A summary of the risk of bias for included trials is presented in Figure 2 and a risk of bias graph is presented in Figure 3.
Risk of bias graph: review authors' judgments about each risk of bias item presented as percentages across all included trials
Allocation
We judged four trials at low risk of bias for random sequence generation because the trial investigators described a random component in the sequence generation process (Durrie 2005; Hasimoto 2013; Manche_group 2008; Zhou 2012). The remaining seven trials did not specify the method for randomization, therefore, we judged the risk to be unclear (Buzzonetti 2008; Gui‐Hong 2018; Patel_group 2010; Salomão 2009; Tan 2007; Tran 2005; Zhai 2013).

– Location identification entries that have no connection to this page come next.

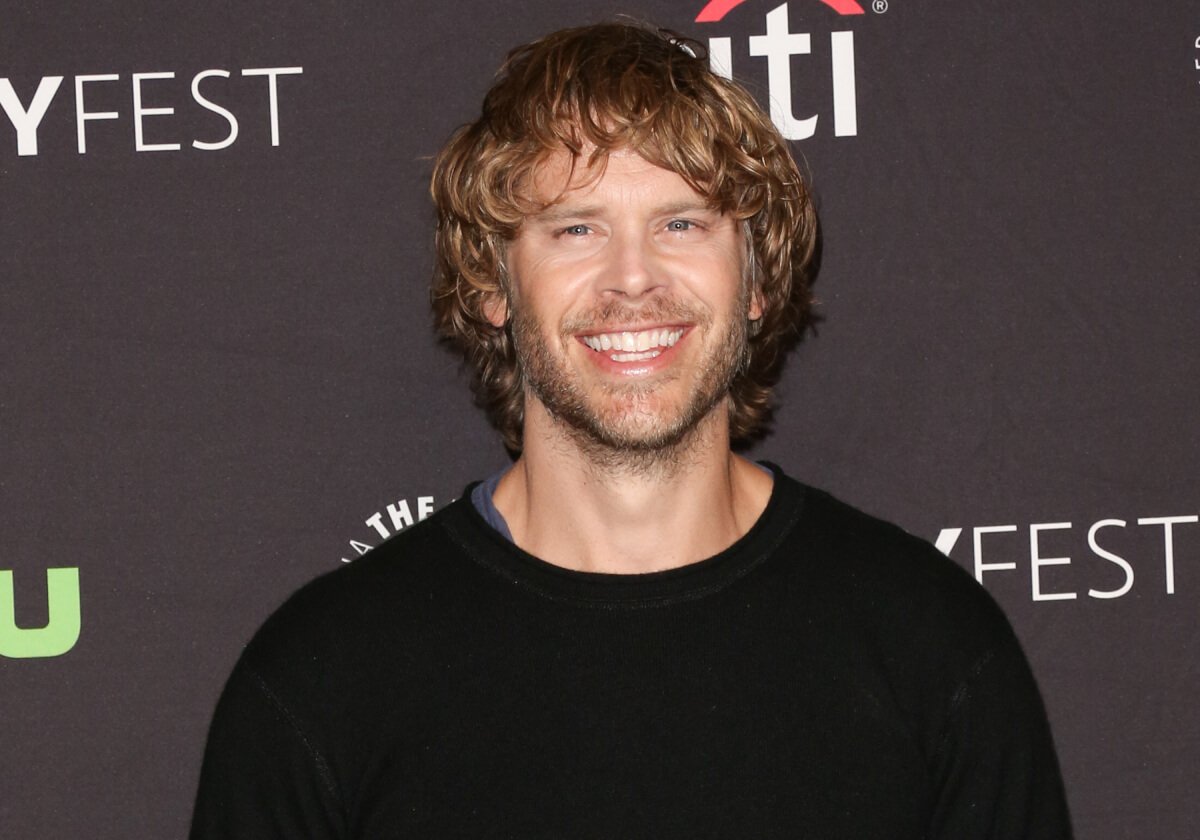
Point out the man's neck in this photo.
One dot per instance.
(635, 514)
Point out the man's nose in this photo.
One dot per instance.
(635, 268)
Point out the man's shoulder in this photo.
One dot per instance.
(875, 567)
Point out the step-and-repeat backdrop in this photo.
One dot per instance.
(219, 379)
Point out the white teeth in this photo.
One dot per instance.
(637, 343)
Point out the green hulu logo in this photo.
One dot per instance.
(61, 630)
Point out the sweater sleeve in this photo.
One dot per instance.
(995, 772)
(263, 775)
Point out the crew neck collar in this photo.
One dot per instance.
(689, 582)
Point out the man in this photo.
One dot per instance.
(631, 631)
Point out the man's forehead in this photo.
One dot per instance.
(564, 177)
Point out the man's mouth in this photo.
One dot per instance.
(630, 346)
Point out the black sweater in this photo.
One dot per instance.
(827, 676)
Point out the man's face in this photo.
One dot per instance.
(630, 305)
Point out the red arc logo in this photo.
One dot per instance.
(715, 10)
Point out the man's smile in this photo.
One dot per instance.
(625, 346)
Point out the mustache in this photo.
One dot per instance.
(617, 313)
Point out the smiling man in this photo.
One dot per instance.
(631, 631)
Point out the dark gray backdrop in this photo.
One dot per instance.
(216, 369)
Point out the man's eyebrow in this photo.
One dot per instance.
(562, 213)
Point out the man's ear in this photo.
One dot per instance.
(496, 309)
(755, 311)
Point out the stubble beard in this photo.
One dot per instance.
(629, 426)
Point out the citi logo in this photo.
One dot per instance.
(779, 45)
(61, 629)
(27, 113)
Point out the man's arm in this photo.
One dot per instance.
(994, 766)
(263, 775)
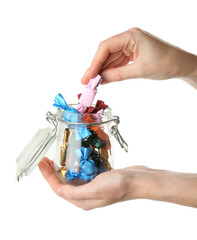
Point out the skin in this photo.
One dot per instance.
(133, 54)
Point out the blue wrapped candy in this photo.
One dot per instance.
(87, 165)
(71, 116)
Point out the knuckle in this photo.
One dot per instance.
(102, 44)
(136, 30)
(60, 192)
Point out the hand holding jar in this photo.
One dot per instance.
(150, 58)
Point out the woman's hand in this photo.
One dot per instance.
(126, 184)
(150, 58)
(107, 188)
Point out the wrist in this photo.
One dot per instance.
(147, 184)
(186, 67)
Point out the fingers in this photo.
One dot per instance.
(87, 204)
(86, 191)
(121, 73)
(47, 172)
(114, 63)
(111, 58)
(107, 47)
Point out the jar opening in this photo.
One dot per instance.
(84, 118)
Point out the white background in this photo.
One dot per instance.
(45, 47)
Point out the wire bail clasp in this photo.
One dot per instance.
(51, 118)
(115, 132)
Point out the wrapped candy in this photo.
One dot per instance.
(67, 135)
(88, 94)
(94, 140)
(61, 104)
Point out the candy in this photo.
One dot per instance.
(97, 159)
(88, 167)
(67, 136)
(107, 165)
(70, 116)
(100, 105)
(63, 171)
(94, 140)
(104, 154)
(88, 94)
(100, 133)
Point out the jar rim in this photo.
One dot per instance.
(106, 115)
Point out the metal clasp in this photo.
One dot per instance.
(51, 118)
(115, 132)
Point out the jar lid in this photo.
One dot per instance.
(36, 149)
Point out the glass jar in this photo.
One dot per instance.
(82, 145)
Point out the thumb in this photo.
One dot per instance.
(121, 73)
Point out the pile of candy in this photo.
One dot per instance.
(84, 161)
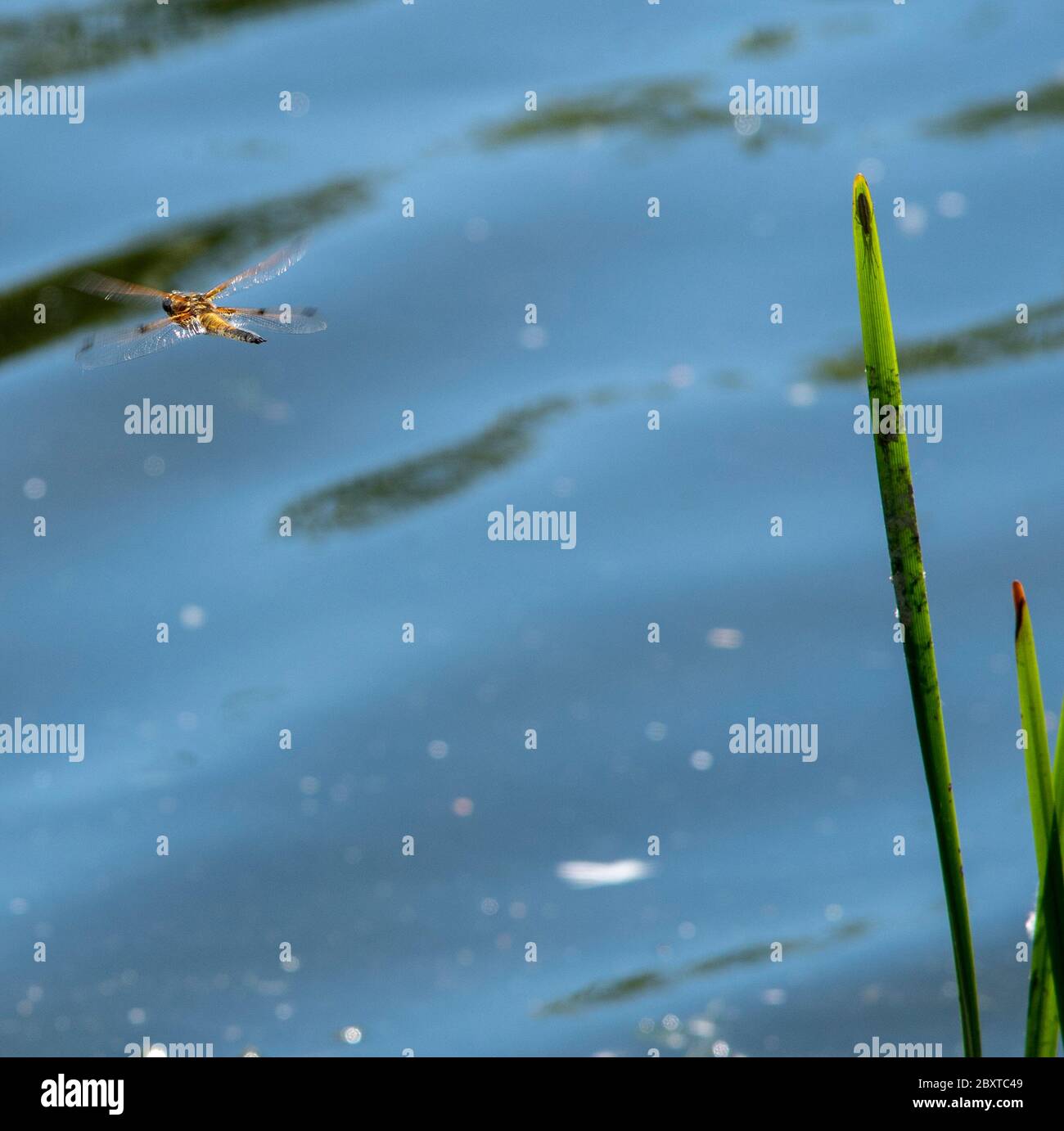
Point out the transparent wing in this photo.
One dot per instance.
(107, 287)
(281, 320)
(112, 346)
(268, 269)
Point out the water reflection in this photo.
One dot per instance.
(632, 985)
(1045, 103)
(378, 496)
(58, 41)
(667, 107)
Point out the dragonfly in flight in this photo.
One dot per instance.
(189, 313)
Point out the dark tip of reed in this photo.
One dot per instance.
(1019, 598)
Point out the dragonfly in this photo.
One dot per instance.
(190, 313)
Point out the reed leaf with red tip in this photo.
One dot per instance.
(910, 591)
(1045, 1004)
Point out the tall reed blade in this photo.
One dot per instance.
(1045, 1000)
(907, 574)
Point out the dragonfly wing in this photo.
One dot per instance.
(277, 264)
(113, 346)
(107, 287)
(278, 319)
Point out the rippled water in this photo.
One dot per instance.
(391, 740)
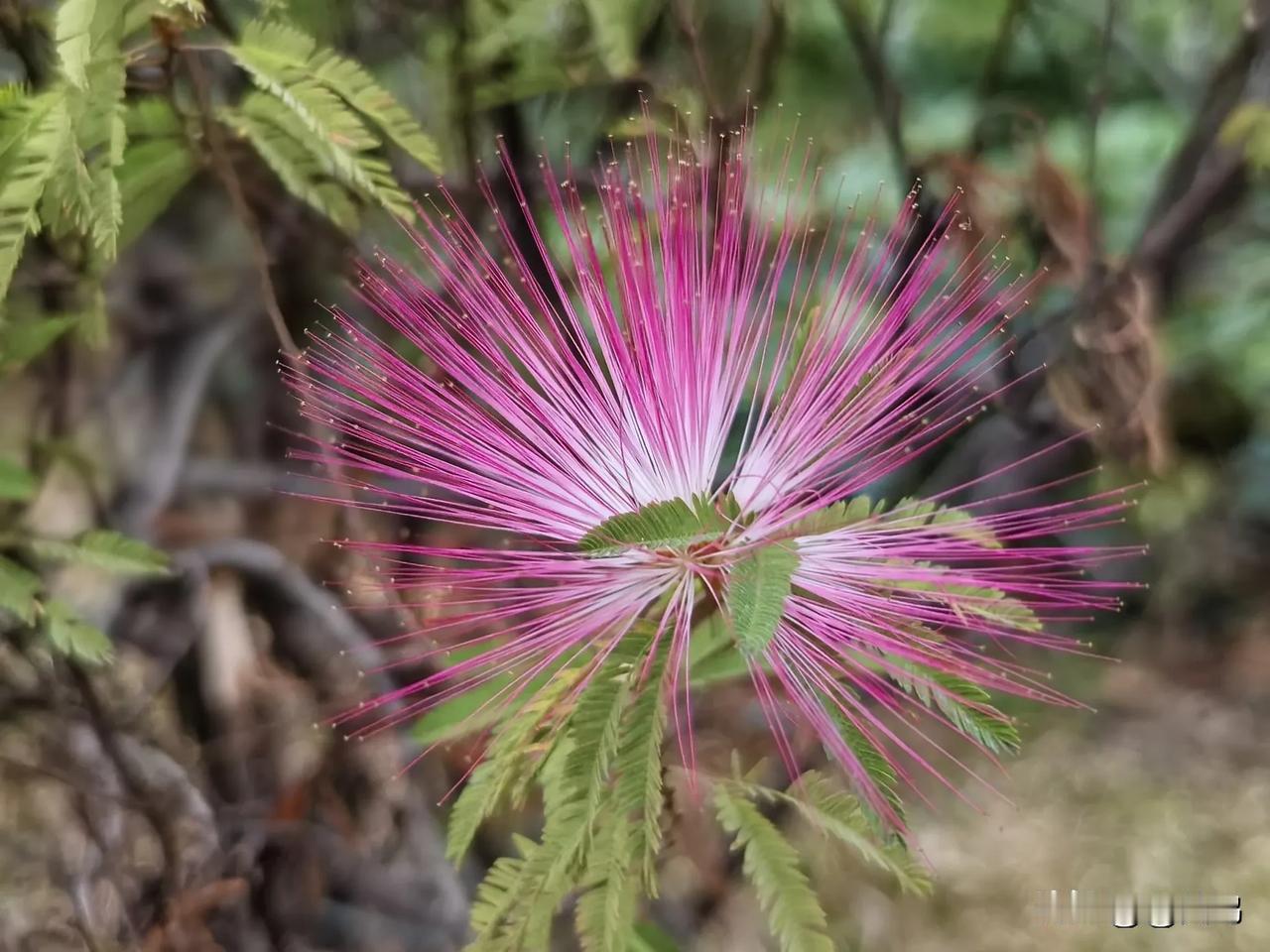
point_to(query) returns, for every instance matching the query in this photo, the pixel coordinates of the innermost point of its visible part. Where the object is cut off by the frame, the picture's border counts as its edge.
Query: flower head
(675, 433)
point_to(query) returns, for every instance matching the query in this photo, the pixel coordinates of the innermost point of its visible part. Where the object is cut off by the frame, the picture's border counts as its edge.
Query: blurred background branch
(181, 181)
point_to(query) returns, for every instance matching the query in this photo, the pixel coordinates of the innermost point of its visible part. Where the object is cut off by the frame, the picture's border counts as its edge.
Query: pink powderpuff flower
(689, 413)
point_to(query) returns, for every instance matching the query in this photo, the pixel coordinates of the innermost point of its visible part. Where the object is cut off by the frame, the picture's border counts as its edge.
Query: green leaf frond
(965, 705)
(774, 869)
(671, 525)
(756, 592)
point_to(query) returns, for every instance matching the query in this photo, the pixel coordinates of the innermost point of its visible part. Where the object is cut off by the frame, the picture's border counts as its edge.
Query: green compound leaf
(72, 31)
(18, 590)
(22, 341)
(757, 588)
(965, 705)
(772, 866)
(908, 513)
(835, 516)
(103, 548)
(73, 638)
(606, 912)
(506, 767)
(674, 525)
(922, 513)
(35, 135)
(874, 762)
(844, 819)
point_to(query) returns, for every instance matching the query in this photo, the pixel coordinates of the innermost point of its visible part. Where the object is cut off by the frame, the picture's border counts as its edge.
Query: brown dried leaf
(1066, 213)
(1110, 376)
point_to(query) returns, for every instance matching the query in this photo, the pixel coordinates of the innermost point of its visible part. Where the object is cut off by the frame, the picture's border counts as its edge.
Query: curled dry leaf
(1067, 217)
(1109, 376)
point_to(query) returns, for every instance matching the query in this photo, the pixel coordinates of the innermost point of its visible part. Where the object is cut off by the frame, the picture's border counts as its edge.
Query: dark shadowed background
(162, 782)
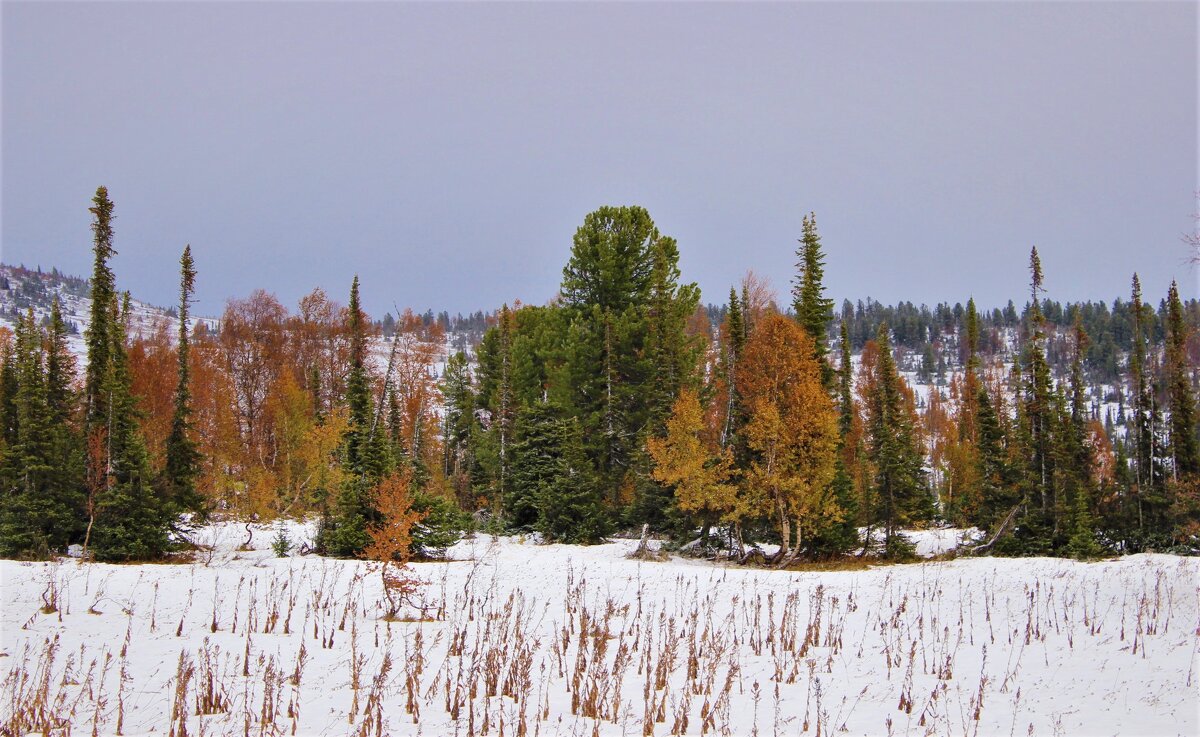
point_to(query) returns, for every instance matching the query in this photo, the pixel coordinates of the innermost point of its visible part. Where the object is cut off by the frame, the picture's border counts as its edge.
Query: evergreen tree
(552, 487)
(814, 311)
(9, 425)
(895, 451)
(183, 466)
(457, 419)
(1037, 423)
(347, 533)
(1075, 456)
(28, 508)
(699, 475)
(1181, 401)
(131, 522)
(843, 534)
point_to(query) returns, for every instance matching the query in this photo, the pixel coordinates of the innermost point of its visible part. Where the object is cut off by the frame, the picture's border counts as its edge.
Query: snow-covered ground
(523, 639)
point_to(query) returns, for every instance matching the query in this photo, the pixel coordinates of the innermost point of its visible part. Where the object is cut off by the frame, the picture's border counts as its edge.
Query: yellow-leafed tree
(792, 431)
(699, 474)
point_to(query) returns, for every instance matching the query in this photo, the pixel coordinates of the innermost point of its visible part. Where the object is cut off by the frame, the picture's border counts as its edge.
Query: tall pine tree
(183, 466)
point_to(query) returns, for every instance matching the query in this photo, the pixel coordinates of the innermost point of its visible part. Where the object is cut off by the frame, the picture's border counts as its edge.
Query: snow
(1031, 646)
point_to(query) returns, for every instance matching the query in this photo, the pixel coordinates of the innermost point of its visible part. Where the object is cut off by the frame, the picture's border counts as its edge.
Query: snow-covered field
(525, 639)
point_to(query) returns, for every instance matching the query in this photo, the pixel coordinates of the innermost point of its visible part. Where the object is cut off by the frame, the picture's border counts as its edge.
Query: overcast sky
(448, 153)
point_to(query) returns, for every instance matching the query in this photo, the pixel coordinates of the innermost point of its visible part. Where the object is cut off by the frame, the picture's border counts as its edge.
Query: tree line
(621, 403)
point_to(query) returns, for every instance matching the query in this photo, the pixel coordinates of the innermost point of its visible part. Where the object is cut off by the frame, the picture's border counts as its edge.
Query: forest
(748, 430)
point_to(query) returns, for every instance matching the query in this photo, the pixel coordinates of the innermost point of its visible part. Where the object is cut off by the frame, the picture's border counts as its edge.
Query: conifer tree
(103, 297)
(699, 475)
(346, 533)
(457, 419)
(131, 522)
(814, 311)
(623, 301)
(791, 432)
(1075, 456)
(1181, 401)
(895, 451)
(552, 486)
(183, 466)
(28, 508)
(9, 385)
(127, 521)
(1037, 419)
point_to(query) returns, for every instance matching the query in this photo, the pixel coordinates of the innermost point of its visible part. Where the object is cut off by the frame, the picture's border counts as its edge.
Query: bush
(281, 544)
(442, 525)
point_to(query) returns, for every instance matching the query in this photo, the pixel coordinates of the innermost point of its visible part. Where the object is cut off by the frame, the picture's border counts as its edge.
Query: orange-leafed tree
(699, 473)
(390, 539)
(792, 431)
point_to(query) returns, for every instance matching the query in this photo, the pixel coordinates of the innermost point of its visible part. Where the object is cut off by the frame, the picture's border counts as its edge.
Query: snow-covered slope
(23, 288)
(522, 639)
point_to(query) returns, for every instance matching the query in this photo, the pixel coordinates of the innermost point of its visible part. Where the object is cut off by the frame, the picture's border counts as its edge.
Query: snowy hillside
(523, 639)
(22, 289)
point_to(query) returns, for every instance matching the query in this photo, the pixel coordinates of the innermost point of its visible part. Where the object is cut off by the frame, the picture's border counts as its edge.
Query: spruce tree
(813, 309)
(103, 295)
(623, 301)
(895, 451)
(1075, 457)
(1037, 420)
(183, 466)
(552, 489)
(1180, 399)
(843, 535)
(28, 507)
(735, 346)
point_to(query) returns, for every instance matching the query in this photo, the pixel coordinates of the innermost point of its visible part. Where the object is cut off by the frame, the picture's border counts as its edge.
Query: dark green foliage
(813, 309)
(843, 535)
(132, 523)
(900, 486)
(183, 465)
(625, 351)
(34, 517)
(364, 456)
(442, 525)
(103, 297)
(1180, 399)
(553, 489)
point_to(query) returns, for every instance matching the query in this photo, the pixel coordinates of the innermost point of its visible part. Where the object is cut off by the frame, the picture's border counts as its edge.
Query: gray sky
(447, 153)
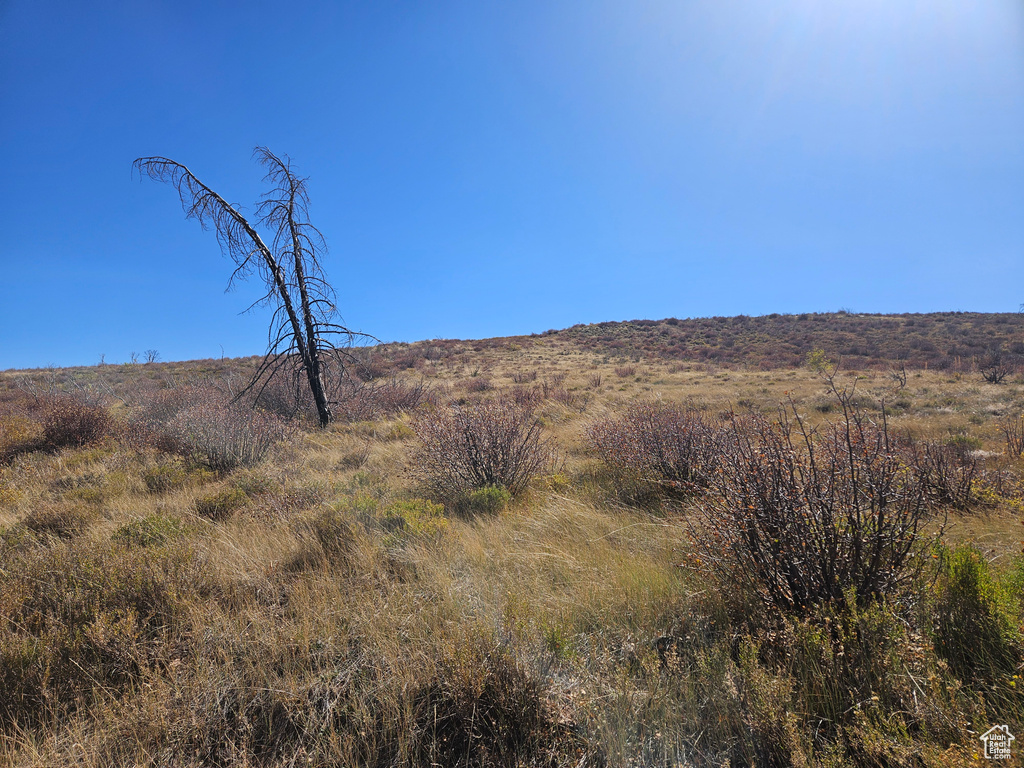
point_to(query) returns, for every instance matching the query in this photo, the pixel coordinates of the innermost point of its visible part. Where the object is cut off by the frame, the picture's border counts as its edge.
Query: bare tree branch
(305, 316)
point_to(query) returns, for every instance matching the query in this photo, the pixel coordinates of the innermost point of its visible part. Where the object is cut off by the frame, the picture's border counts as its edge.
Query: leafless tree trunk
(303, 324)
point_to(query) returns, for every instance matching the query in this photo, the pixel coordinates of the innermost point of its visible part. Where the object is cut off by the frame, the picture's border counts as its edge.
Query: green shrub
(71, 423)
(491, 443)
(416, 517)
(164, 477)
(974, 627)
(333, 530)
(148, 531)
(222, 504)
(487, 501)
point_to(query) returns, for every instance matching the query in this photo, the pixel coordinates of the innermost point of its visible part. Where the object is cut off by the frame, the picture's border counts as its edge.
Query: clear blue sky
(483, 169)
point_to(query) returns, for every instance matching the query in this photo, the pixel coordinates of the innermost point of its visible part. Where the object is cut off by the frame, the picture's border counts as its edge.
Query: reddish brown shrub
(69, 422)
(664, 442)
(492, 443)
(804, 518)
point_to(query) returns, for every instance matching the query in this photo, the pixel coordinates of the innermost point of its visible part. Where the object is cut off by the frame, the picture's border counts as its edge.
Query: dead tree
(303, 327)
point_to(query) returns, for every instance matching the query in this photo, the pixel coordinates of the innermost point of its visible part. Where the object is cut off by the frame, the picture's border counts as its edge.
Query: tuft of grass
(222, 504)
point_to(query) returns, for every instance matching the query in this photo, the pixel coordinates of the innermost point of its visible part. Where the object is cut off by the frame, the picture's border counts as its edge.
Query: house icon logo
(997, 739)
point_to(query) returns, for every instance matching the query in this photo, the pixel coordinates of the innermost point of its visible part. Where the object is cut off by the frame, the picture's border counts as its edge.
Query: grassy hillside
(189, 583)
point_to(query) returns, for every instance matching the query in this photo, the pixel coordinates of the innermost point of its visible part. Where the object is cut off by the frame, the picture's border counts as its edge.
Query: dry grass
(323, 615)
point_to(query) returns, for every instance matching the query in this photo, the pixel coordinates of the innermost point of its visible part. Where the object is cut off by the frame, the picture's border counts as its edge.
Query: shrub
(71, 423)
(224, 437)
(974, 628)
(413, 518)
(148, 531)
(493, 443)
(662, 442)
(1013, 432)
(18, 434)
(485, 501)
(222, 504)
(61, 521)
(164, 477)
(804, 518)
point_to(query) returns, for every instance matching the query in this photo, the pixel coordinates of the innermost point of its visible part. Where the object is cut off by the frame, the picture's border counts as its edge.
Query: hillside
(193, 582)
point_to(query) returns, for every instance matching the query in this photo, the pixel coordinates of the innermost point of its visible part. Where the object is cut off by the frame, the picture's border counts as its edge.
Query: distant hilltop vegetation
(942, 341)
(939, 340)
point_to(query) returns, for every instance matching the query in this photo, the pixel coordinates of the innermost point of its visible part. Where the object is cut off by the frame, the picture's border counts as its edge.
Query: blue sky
(485, 169)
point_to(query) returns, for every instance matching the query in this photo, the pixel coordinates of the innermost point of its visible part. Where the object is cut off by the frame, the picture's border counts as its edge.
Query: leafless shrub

Two trials reported using sealed and opaque envelopes to conceal treatment allocation (Hasimoto 2013; Manche_group 2008), and we judged them at low risk of bias. The remaining nine trials did not describe the method of allocation concealment and we judged them at unclear risk of bias
Blinding
One trial specified masking of both participants and trial personnel (Manche_group 2008), and another reported masking of participants (Hasimoto 2013), and we judged them at low risk of bias. Patel_group 2010 stated that "it was not possible to mask patients…", therefore we judged this trial at high risk of bias. The remaining trials included in the review did not specify how masking of participants and personnel was achieved and we judged them at unclear risk of bias.
Three trials described adequate masking of the outcome assessors (Durrie 2005; Hasimoto 2013; Patel_group 2010), and we judged them at low risk of detection bias. The remaining eight trials did not provide a clear description of the measures used to mask outcome assessors or did not address this issue, therefore, we judged them at unclear risk of bias.
Incomplete outcome data
We judged five trials at low risk of bias; Patel_group 2010, Durrie 2005, and Salomão 2009 reported no missing outcome data. Manche_group 2008 described missing outcome data that we considered balanced in numbers across intervention groups with similar reasons for missing data across the two groups. Tran 2005 reported one amblyopic eye that was dropped from the analysis; we considered that reason for missing data unlikely to be related to the outcomes being explored in the review.
Hasimoto 2013 reported missing outcome data of three participants (6 eyes), one participant (2 eyes) had a head trauma (intervention group was not specified), another participant (1 eye) presented with diffuse lamellar keratitis (femtosecond laser group), and one other participant (1 eye) presented with bleeding from limbal vessels (intervention group was not specified). We considered the missing outcome data likely to be related to true outcomes, therefore we judged this trial at high risk of bias.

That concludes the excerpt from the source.